Однажды Луи XIV, увидев входящего к нему принца Конде, встал, снял с головы шляпу и начал с ним беседу. Было ли это сделано из вежливости, хотел ли король показать, что признает заслуги визитера, но эта вежливость, как оскорбление придворного этикета, расстроила Лапорта, который стал просить наставника и помощника наставника короля сказать питомцу о необходимости надеть шляпу, но ни тот, ни другой не обращали на него внимания. Тогда Лапорт взял шляпу, которую Луи XIV положил на стул, и подал ее монарху.
— Государь, — сказал тогда принца Конде, — Лапорт прав! Когда вы, ваше величество, с нами говорите, то вам не стоит снимать шляпу, вы и без того оказываете честь, когда кланяетесь.
В это время Конде казался очень преданным королю.
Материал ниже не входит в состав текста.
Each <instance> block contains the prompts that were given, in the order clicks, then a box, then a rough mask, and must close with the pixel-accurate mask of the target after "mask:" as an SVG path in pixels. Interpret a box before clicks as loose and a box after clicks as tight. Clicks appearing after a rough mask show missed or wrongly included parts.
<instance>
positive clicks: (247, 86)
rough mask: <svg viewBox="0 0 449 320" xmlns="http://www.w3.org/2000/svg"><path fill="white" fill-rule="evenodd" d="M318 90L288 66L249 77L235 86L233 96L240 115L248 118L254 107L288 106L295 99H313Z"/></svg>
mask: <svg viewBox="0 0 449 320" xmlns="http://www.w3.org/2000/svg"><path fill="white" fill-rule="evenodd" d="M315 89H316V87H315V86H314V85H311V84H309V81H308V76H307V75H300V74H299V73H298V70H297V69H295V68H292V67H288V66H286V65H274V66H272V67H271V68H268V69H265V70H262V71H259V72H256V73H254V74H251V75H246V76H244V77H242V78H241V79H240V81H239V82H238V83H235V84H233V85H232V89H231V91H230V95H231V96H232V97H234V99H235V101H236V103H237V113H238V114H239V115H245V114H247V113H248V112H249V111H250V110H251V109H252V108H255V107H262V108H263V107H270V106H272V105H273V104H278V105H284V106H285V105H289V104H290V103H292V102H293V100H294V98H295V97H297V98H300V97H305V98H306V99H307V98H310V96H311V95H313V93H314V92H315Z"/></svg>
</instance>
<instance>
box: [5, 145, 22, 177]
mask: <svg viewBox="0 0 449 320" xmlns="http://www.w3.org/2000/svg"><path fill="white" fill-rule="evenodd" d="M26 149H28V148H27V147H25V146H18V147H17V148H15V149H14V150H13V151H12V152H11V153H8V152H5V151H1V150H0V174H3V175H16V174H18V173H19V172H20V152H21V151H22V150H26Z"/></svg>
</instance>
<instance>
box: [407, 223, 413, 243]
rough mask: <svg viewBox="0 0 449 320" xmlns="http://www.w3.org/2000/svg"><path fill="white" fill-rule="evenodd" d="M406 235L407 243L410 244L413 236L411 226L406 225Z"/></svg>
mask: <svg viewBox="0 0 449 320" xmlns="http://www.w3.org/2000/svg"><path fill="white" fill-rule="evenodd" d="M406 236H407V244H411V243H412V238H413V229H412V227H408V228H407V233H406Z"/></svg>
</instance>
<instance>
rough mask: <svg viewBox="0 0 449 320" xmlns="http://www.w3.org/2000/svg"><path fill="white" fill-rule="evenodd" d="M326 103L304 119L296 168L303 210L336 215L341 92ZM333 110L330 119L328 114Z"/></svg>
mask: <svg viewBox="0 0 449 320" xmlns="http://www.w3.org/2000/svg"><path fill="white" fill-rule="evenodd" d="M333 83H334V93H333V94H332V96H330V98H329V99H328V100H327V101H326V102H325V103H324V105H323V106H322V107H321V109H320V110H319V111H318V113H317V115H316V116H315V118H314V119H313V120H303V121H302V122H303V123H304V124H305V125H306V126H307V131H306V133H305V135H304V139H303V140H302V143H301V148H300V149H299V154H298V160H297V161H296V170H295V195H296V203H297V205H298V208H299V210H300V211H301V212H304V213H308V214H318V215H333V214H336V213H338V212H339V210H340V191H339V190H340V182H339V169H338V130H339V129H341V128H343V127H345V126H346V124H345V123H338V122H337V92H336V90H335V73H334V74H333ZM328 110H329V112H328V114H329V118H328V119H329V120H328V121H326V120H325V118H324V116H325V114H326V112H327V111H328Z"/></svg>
По возвращении в Париж он первым делом осведомился у Лапорта, умен и великодушен ли король, и на утвердительный ответ воскликнул:
— Тем лучше! Вы меня радуете, ибо нет чести повиноваться государю злому, нет удовольствия повиноваться глупцу!
Такого же мнения был и кардинал Мазарини, который заметил маршалу Граммону, из лести говорившему министру о его нескончаемом могуществе:
— Ах, сударь! Вы не знаете его величество! В нем качеств на четырех королей и одного честного человека, уверяю вас!
Этот самый маршал Граммон, став на сторону Фронды, заявил впоследствии Луи XIV:
— В то время как мы служили вашему величеству против кардинала Мазарини… — что чрезвычайно рассмешило короля.
Наступил день св. Жана, и парламент снова начал свои совещания, обсуждая, как противостоять двору. Один за другим против кардинала выходили памфлеты — что ни день появлялась новая «Мазаринада». Министр поначалу над ними смеялся и однажды произнес свою, ставшую потом знаменитой, фразу: «Они поют, за это после заплатят». Наконец, вместо песенок появилось большое, наделавшее много шума, сочинение «Просьба трех сословий провинции Иль-де-Франс парламенту Парижа» — одна из самых едких сатир, направленных против Мазарини.
«Он — сицилианец, подданный испанского короля, и происходит из простого звания: он был простым слугой в Риме, участником самых гнусных действий; он потворствовал обманам, шалостям и интригам; он был принят во Франции как шпион; своим влиянием на королеву он управлял в продолжение шести лет всеми делами государства, к великому стыду королевского дома и всеобщему смеху других наций. Он лишал милостей, отправлял в ссылку, заключал в тюрьмы принцев, государственных должностных лиц, членов парламента, знатных вельмож, наконец, вернейших слуг короля. Он окружил себя изменниками, лихоимцами, нечестивцами и безбожниками; взял на себя обязанность быть воспитателем короля, чтобы дать ему воспитание по своему усмотрению; он испортил и без того уже не слишком строгую нравственность при дворе введением в моду азартной игры и картежных домов; не один раз он нарушал правосудие, грабил и расхищал финансы, издерживал на три года вперед государственные доходы. Он наполнил тюрьмы двадцатью тремя тысячами человек, из которых пять тысяч умерли на первом году заточения. Хотя он издерживал ежегодно 1 20 000 000 франков, он не платил жалованья военным чинам, не давал пенсий и не отпускал денег на поддержку крепостей; наконец, он делился этими огромными суммами со своими друзьями, вывозя большую часть денег за пределы королевства векселями, чистой монетой и драгоценными камнями».
В другое время этот пасквиль, хотя его содержание было отчасти справедливо, не имел бы особой важности, но на этот раз он так соответствовал расположению народного духа и неудовольствию парламента, что сделался предметом розыска. Автор памфлета остался неизвестным, но типографщик был открыт и осужден на вечную ссылку приговором суда Шатле.
Однако оставалось непонятным — король ли управляет парламентом или парламент управляет королем? Двор решил помириться с герцогом Орлеанским, что было нетрудно. Аббата ла Ривьера сделали государственным секретарем, дали право заседать в Государственном совете и обещали кардинальскую шапку.
Аббат ла Ривьер, который вполне изучил характер своего покровителя принца Орлеанского и знал, что от него нечего ожидать в то время, когда надо обнаружить некоторую энергию, сам сделался посредником примирения, заключенного перед праздником Рождества Христова.